Algorithm‑specific trade‑offs are also detailed. GA+KL yields the smallest performance drop thanks to its KL regularization, yet its direct‑leak reduction is slightly lower than pure GA. GA+GD excels at preserving functional accuracy but struggles to completely erase high‑frequency PII such as email addresses and phone numbers. Pure GA achieves the greatest direct‑leak suppression but incurs the most noticeable degradation in code‑generation metrics. These observations suggest that practitioners must select an MU strategy aligned with their privacy‑versus‑utility priorities and the characteristics of the target model.

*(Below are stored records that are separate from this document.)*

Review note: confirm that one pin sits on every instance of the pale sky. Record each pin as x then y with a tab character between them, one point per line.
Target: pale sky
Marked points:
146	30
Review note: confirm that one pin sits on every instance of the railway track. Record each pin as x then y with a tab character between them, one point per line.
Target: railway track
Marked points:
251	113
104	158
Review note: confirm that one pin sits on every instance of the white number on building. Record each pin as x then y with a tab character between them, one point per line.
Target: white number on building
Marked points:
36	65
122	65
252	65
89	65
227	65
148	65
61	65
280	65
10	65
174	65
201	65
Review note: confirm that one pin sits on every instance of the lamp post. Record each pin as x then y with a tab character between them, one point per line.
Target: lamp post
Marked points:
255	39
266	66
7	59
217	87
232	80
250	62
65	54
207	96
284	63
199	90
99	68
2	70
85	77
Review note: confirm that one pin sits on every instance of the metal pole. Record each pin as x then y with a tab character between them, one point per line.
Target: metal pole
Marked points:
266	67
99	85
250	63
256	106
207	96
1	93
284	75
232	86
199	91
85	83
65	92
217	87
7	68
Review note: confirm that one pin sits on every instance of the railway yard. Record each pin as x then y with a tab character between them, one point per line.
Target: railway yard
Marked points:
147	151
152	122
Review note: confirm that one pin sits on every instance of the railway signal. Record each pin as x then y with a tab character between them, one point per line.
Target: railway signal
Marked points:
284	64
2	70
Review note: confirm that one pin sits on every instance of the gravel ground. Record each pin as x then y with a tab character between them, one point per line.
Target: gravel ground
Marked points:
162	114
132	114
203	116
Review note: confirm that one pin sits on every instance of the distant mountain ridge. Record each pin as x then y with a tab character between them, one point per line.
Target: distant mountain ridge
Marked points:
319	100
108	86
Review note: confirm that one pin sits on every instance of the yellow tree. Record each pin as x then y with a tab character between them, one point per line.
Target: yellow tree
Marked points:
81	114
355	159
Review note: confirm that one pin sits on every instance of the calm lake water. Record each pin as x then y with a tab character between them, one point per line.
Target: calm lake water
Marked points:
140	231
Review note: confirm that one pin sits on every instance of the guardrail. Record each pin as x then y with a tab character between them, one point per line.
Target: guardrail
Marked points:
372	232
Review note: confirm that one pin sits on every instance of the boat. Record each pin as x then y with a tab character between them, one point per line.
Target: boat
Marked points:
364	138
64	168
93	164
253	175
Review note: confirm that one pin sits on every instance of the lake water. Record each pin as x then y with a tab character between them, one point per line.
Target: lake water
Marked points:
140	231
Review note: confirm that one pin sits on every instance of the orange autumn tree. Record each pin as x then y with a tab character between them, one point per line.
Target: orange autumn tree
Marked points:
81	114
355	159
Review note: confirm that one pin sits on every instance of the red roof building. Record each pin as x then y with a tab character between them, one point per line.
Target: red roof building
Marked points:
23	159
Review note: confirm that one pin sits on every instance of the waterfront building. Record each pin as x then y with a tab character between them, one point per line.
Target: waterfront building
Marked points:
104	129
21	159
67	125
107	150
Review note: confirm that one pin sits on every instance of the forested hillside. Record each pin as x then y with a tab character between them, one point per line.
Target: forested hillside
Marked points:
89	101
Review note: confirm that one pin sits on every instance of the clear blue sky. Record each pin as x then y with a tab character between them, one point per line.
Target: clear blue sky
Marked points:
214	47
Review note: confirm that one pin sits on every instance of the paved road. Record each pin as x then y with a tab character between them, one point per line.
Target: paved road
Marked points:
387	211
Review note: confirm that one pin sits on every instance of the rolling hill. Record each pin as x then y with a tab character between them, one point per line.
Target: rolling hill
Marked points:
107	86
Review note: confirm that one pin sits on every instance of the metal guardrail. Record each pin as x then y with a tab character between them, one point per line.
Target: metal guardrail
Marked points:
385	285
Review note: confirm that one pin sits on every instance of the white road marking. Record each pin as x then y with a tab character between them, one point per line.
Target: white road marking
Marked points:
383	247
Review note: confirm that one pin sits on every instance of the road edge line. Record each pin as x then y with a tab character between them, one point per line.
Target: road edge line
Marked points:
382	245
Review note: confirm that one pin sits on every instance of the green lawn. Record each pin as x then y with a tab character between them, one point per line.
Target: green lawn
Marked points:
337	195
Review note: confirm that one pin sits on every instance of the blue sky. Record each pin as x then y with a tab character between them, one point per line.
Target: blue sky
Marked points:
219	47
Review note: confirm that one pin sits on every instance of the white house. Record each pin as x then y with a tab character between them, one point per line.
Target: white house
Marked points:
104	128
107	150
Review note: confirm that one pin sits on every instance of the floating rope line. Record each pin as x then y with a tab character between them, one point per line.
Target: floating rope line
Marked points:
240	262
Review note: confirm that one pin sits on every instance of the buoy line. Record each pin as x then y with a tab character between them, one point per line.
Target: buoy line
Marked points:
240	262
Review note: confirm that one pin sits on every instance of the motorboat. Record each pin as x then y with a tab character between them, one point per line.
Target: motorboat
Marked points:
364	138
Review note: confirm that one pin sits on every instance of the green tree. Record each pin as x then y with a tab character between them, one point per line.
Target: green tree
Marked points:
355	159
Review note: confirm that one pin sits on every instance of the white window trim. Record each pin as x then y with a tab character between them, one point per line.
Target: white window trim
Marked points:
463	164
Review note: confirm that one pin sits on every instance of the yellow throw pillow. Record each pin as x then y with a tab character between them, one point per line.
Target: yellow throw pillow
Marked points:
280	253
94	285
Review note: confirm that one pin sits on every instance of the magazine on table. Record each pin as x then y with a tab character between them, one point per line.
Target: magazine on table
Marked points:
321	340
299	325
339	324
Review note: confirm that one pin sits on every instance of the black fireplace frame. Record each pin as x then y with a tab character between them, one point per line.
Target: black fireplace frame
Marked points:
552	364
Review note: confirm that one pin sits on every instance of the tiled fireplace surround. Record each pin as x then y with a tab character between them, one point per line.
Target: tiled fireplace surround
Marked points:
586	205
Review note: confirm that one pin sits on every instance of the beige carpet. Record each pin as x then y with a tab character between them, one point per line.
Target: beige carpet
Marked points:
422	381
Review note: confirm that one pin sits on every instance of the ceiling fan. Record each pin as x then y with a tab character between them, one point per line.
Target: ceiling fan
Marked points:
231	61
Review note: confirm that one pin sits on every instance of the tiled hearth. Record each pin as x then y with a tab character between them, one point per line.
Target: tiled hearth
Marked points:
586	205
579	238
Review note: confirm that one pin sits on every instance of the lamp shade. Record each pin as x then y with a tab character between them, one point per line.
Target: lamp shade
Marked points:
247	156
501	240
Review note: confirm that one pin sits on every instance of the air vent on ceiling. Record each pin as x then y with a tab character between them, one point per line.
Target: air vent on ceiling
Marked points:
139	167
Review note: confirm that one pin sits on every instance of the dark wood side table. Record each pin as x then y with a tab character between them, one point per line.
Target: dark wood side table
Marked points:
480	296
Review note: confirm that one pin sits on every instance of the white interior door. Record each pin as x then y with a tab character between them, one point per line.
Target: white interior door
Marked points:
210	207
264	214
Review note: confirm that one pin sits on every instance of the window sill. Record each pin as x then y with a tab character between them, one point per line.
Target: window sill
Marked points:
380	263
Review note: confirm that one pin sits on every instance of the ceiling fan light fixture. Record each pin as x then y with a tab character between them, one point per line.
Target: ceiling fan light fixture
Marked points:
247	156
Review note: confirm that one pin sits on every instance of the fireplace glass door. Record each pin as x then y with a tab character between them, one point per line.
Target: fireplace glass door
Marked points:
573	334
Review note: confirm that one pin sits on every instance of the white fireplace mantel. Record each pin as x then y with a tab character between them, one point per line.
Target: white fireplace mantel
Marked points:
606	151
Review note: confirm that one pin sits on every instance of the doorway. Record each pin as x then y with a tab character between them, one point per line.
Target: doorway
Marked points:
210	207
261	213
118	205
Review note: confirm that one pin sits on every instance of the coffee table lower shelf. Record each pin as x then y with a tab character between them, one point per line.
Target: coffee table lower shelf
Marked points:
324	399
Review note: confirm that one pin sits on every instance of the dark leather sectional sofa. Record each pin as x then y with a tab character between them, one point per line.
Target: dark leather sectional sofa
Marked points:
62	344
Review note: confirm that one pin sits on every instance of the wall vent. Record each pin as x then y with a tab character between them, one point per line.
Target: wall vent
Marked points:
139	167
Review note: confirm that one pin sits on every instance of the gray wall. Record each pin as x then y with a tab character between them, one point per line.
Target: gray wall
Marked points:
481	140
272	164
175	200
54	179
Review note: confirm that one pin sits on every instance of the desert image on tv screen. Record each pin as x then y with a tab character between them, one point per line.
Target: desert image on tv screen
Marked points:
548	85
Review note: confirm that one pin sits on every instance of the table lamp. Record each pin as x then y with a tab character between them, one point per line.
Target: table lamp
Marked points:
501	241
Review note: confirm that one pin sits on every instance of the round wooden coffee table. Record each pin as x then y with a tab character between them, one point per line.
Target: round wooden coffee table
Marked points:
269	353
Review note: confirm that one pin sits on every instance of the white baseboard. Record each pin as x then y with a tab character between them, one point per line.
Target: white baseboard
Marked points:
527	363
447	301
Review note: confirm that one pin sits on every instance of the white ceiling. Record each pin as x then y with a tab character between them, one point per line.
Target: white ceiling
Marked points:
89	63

The study further quantifies the frequency of different privacy‑preserving strategies post‑unlearning, ranking them as variable/abbreviation substitution, field omission, and random string insertion. This taxonomy provides insight into how models internally re‑encode forgotten information.

All code, data, and evaluation scripts are released publicly on Zenodo (doi:10.5281/zenodo.14729266), ensuring reproducibility and enabling future work to extend the benchmark to other models or larger datasets.

In conclusion, the paper demonstrates that machine unlearning is a viable, low‑cost solution for reducing sensitive information leakage in LLMs4Code while maintaining high code‑generation performance. It also uncovers a previously under‑explored vulnerability: the shift from direct to indirect leakage after unlearning. Addressing both forms simultaneously will be a critical direction for future research, calling for more sophisticated unlearning mechanisms that can erase not only raw data tokens but also the associated semantic representations embedded in large code models.